As with traditional gambling, online poker can be tricky. Nearly every country looks at online poker through a different legal lens. Laws have changed frequently over the past decade, so it’s difficult to keep up. Even if you’re familiar with poker laws in your home country, it’s not easy to understand how online poker sites work in the United States. Before you sign up for an account at an online poker site, make sure it is operated by a US company. This ensures that the company’s operations are legal in the US.
West Virginia has finally legalized online poker. The state passed a law allowing online gaming in late March 2019. With a population of less than two million, West Virginia has the potential to be a large market if it is allowed to share player pools with other states. The state lottery, which oversees online gambling, is responsible for issuing licenses and devising regulations for the new internet gaming industry. The West Virginia State Lottery’s director recently traveled to Pennsylvania to discuss the legality of online poker in the US.
The COVID-19 pandemic has resulted in a dramatic increase in online poker traffic. As a result, live poker venues around the world were closed indefinitely. In addition, the virus has also disrupted the sports and entertainment schedules around the world. During this time, many online poker operators have reported seeing double or even triple their traffic compared to before the COVID-19 pandemic.
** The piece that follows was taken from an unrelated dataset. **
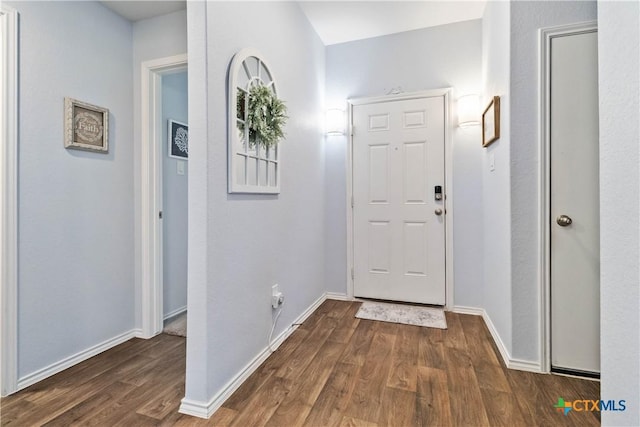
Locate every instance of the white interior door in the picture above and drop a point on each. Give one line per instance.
(398, 223)
(575, 217)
It’s important to note that there is still a need for online poker lobbying in the United States.
The US Department of Justice’s UIGEA investigation questioned the legality of several online poker sites. Ultimately, the investigation did not result in charges, but it did result in the freezing of funds. Following the investigation, full operation of the sites ceased, and PokerStars began paying players immediately. The US Department of Justice still is investigating the full extent of the scandal, but the lawsuit is unlikely to result in any changes. This investigation is an example of a legal precedent for the industry.